The camp was silent, my companions staring at me as though my hair were spaghetti. Glob dropped the apple she was eating. I shrugged and went to pour myself a cup of wine. I sat by the fire and warmed my feet, and heard a familiar sniffling somewhere behind me.
Selladore crouched down so he was eye to eye with the blubbering old woman and held her tenderly by the shoulders.
“Tell me my dear, could you stab someone? If you had to? Could you hurl a vat of burning tar in the face of a screaming barbarian? Could you kick a hunchbacked prince from a high tower, or slice a speeding arrow in two halves with the flash of your blade?”
Boomlay sniffed and wiped tears from her cheeks. “Yes, I think so.”
“Bollocks!” I yelled over my shoulder.
“Pay him no mind, my girl. It’s been a long quest for all of us. Of course you can accompany us if you wish. I’ll look out for you.”
“Thank you, sparkly man. And… I thought maybe it might be nice if we all rode in my carriage together.”
“No!” I cried. “I will not have my bold arrival at the gates of my Queen’s evil captor be heralded by the waft of boiled cabbage. No.”
“You was perfectly ‘appy to ride that mucky pig until it got et.”
This was the first time Glob had spoken in about a week and I blinked in shock at hearing my stable girl’s voice. I had quiet forgotten her gruff tones. I’d grown accustomed to her merely glaring at me every time I said anything.
“Do not speak ill of fair Margaret, Glob. Thy callousness is unbecoming. She was a good pig.”
“And for the record, I in’t dyin’ for you. I’m only ‘ere cos me foot got tangled in’t stirrups. And I doubt Selladore’s too keen on dying an’ all.”
I admit I didn’t quite catch all of that, but I had understood enough. I turned to the pirate.
“Thou wouldst not give thine life for our quest?”
His face flushed with guilt, then hardened. “Well I mean, if it’s all the same, I’d rather not.

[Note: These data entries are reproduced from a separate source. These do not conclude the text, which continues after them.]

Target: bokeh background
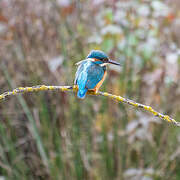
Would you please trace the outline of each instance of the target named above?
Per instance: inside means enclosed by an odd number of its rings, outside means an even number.
[[[180,121],[179,0],[1,0],[0,93],[72,85],[91,49],[101,91]],[[0,179],[180,179],[180,129],[104,97],[40,92],[0,103]]]

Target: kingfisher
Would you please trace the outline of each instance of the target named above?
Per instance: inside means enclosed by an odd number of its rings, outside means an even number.
[[[74,84],[78,86],[78,98],[85,98],[88,90],[98,92],[105,80],[108,64],[120,66],[120,63],[111,60],[106,53],[100,50],[92,50],[85,60],[76,63],[78,68]]]

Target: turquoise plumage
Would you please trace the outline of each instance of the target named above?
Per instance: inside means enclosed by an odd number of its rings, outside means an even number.
[[[85,60],[77,63],[78,69],[74,84],[78,86],[78,98],[83,99],[88,89],[97,91],[100,88],[108,63],[120,65],[110,60],[104,52],[99,50],[92,50]]]

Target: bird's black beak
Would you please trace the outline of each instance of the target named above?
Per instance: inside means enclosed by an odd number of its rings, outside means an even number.
[[[120,63],[118,63],[118,62],[116,62],[116,61],[113,61],[113,60],[111,60],[111,59],[108,59],[108,63],[110,63],[110,64],[115,64],[115,65],[118,65],[118,66],[121,66]]]

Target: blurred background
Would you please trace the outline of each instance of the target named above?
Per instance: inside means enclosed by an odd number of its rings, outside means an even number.
[[[72,85],[92,49],[101,91],[180,121],[179,0],[1,0],[0,93]],[[0,179],[180,179],[180,130],[105,97],[39,92],[0,103]]]

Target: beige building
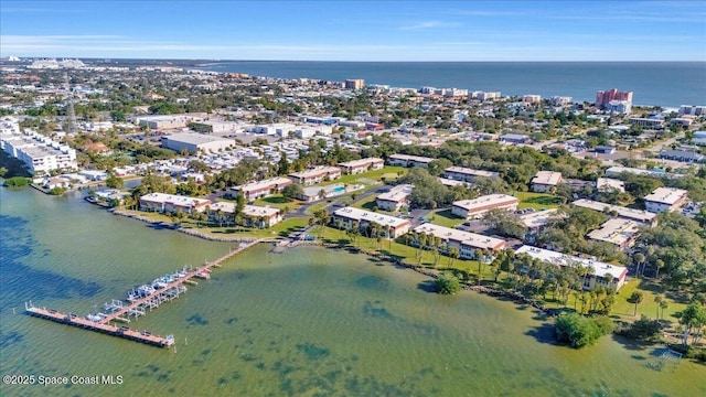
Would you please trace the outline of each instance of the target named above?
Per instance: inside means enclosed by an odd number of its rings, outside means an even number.
[[[517,210],[520,200],[507,194],[489,194],[473,200],[453,202],[451,213],[462,218],[479,218],[491,210]]]
[[[561,181],[560,172],[539,171],[532,179],[532,191],[535,193],[550,193]]]

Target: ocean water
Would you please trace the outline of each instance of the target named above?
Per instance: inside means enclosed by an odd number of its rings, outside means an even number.
[[[456,87],[545,98],[558,95],[590,103],[596,100],[596,92],[618,88],[632,90],[635,105],[706,105],[706,62],[223,61],[201,68],[334,82],[364,78],[366,84],[393,87]]]
[[[121,385],[0,386],[8,396],[700,396],[706,367],[650,368],[654,347],[605,337],[553,343],[532,308],[362,255],[253,247],[130,324],[173,333],[158,348],[21,313],[23,302],[88,313],[184,265],[204,242],[117,217],[78,195],[0,190],[0,372],[122,376]],[[13,310],[14,309],[14,313]]]

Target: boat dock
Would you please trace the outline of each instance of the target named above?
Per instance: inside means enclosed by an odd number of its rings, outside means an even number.
[[[193,278],[210,279],[212,268],[221,267],[222,262],[257,243],[258,242],[240,244],[237,249],[232,249],[221,258],[206,262],[196,269],[182,269],[182,271],[172,275],[172,277],[157,279],[152,285],[156,288],[145,285],[138,290],[131,290],[128,292],[128,298],[126,300],[113,299],[110,303],[106,303],[105,312],[101,313],[93,313],[82,318],[73,313],[64,314],[52,309],[47,310],[45,308],[36,308],[32,302],[29,304],[25,303],[24,310],[29,315],[40,319],[73,325],[84,330],[101,332],[113,336],[120,336],[153,346],[169,347],[174,344],[174,337],[172,335],[168,335],[167,337],[156,336],[148,331],[133,331],[126,325],[116,326],[110,324],[110,322],[120,321],[129,323],[130,316],[137,319],[138,316],[147,314],[148,310],[151,311],[152,309],[159,308],[163,302],[179,298],[180,294],[186,292],[185,283],[194,286],[197,285],[196,281],[192,280]]]

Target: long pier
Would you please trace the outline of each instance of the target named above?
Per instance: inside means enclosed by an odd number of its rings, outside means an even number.
[[[139,299],[129,300],[129,303],[127,305],[122,304],[124,301],[114,299],[111,303],[106,303],[106,310],[108,310],[109,313],[99,313],[97,315],[81,318],[73,313],[64,314],[52,309],[47,310],[45,308],[36,308],[31,302],[30,304],[24,304],[24,310],[28,314],[40,319],[73,325],[84,330],[101,332],[113,336],[120,336],[130,341],[142,342],[153,346],[168,347],[174,344],[174,337],[172,335],[168,335],[167,337],[156,336],[148,331],[139,332],[130,330],[125,325],[111,325],[110,321],[121,321],[129,323],[130,320],[127,319],[126,315],[135,315],[136,318],[139,315],[143,315],[146,314],[145,310],[147,308],[158,308],[162,302],[179,297],[179,294],[186,291],[186,287],[183,286],[184,283],[197,285],[196,281],[192,280],[193,278],[211,278],[212,268],[221,267],[222,262],[257,243],[258,242],[240,244],[237,249],[232,249],[228,254],[222,256],[221,258],[211,262],[206,262],[195,270],[186,272],[182,277],[179,277],[178,279],[174,279],[173,281],[167,283],[163,288],[160,288],[154,293],[147,294],[146,297],[141,297]]]

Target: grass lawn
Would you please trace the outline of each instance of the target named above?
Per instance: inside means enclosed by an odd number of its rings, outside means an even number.
[[[261,206],[269,205],[270,207],[274,207],[274,208],[289,207],[289,211],[295,211],[299,208],[301,205],[303,205],[303,202],[300,202],[299,200],[285,197],[281,194],[272,194],[267,197],[257,198],[254,204],[261,205]]]
[[[429,222],[431,222],[435,225],[446,226],[451,228],[466,222],[464,218],[461,218],[451,214],[451,210],[448,210],[448,208],[437,210],[434,213],[428,214],[426,217]]]
[[[533,193],[533,192],[515,192],[515,197],[520,200],[518,210],[535,208],[548,210],[559,206],[559,200],[553,194]]]
[[[392,165],[385,165],[383,169],[381,170],[373,170],[373,171],[367,171],[367,172],[363,172],[360,174],[355,174],[355,175],[343,175],[341,178],[339,178],[335,181],[332,181],[334,183],[345,183],[345,184],[356,184],[356,183],[362,183],[365,185],[370,185],[372,184],[371,181],[376,181],[379,182],[383,178],[385,178],[387,181],[394,181],[397,178],[397,173],[398,172],[403,172],[404,174],[407,173],[406,168],[404,167],[392,167]],[[331,182],[327,182],[327,183],[322,183],[322,184],[330,184]]]

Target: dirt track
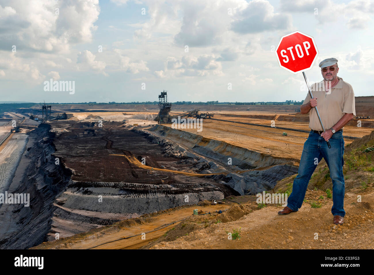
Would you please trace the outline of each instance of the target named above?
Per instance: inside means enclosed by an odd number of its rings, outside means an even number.
[[[318,197],[321,191],[308,190],[306,199]],[[228,223],[212,224],[173,241],[157,244],[151,249],[298,249],[374,248],[373,193],[362,196],[348,193],[344,208],[345,223],[332,224],[332,200],[327,199],[321,208],[312,208],[304,203],[297,212],[288,215],[277,214],[281,206],[268,206]],[[235,206],[232,215],[243,212]],[[244,213],[243,213],[244,214]],[[239,217],[239,216],[238,216]],[[240,240],[229,240],[226,231],[240,228]],[[318,234],[318,239],[315,239]]]

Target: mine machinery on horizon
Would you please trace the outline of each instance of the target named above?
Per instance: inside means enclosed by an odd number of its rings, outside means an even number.
[[[50,117],[50,110],[52,108],[52,106],[50,105],[46,105],[45,100],[44,100],[44,105],[42,105],[42,121],[43,122],[44,122],[45,121],[48,120],[48,118]],[[47,114],[47,112],[48,109],[49,109],[49,116],[48,116],[48,115]],[[45,115],[46,115],[45,119],[44,118],[45,110]]]
[[[181,118],[193,117],[197,118],[210,118],[214,116],[212,114],[208,112],[199,114],[200,109],[194,109],[182,114],[170,115],[169,113],[171,109],[172,104],[171,103],[168,102],[167,91],[164,90],[161,92],[161,94],[159,95],[158,105],[160,111],[154,120],[157,121],[159,124],[170,124],[172,123],[173,119],[178,118],[178,117]]]

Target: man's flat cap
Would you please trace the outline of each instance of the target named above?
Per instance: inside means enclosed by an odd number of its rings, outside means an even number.
[[[338,62],[338,60],[336,58],[332,57],[331,58],[326,58],[325,60],[322,60],[319,63],[319,66],[321,68],[324,68],[325,67],[329,67],[335,65],[335,63]]]

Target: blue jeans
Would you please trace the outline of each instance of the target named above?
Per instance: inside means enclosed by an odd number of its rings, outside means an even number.
[[[287,200],[287,206],[294,211],[298,211],[304,201],[308,184],[317,164],[322,158],[330,169],[332,181],[332,208],[334,215],[344,217],[344,177],[343,176],[343,154],[344,140],[343,131],[336,132],[329,140],[331,148],[320,135],[311,131],[304,143],[300,160],[297,176],[294,180],[292,193]],[[318,159],[318,162],[316,161]]]

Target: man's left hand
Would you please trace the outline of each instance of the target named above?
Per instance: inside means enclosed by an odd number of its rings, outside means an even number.
[[[321,136],[325,139],[325,140],[326,141],[328,141],[328,140],[332,136],[332,131],[331,130],[331,129],[329,129],[327,131],[326,131],[321,134]]]

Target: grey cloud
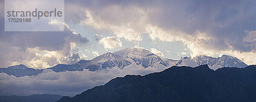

It’s rather more your quest than our quest. Isn’t it enough that we’re accompanying you at all?”
I snorted and turned back to the fire, leaving my companions to revel in their self importance. They didn’t care about Astra at all. Nobody understood. There was no time for silly carriages and old ladies and stupid arguments in pretty ice towns. None of it mattered! Only Astra mattered. I had done my best to endure all the silliness, but my patience was wearing thin. I missed my girl, I had to save her, and if it cost me my life and all of their lives, so be it. SO BE IT!
This may be difficult to understand, but you see, as King, it’s hard to really connect with anyone. Yes, you have a lot of meetings and lots of people to bathe you and dress you, people to plump your pillows and warm your socks and slice up your food, but all of your relationships are rather… leechy. Everyone is either afraid of you, plotting to murder you (one a week, honestly), or trying to suck up to you in the hope you might toss a pouch of doubloons in their direction.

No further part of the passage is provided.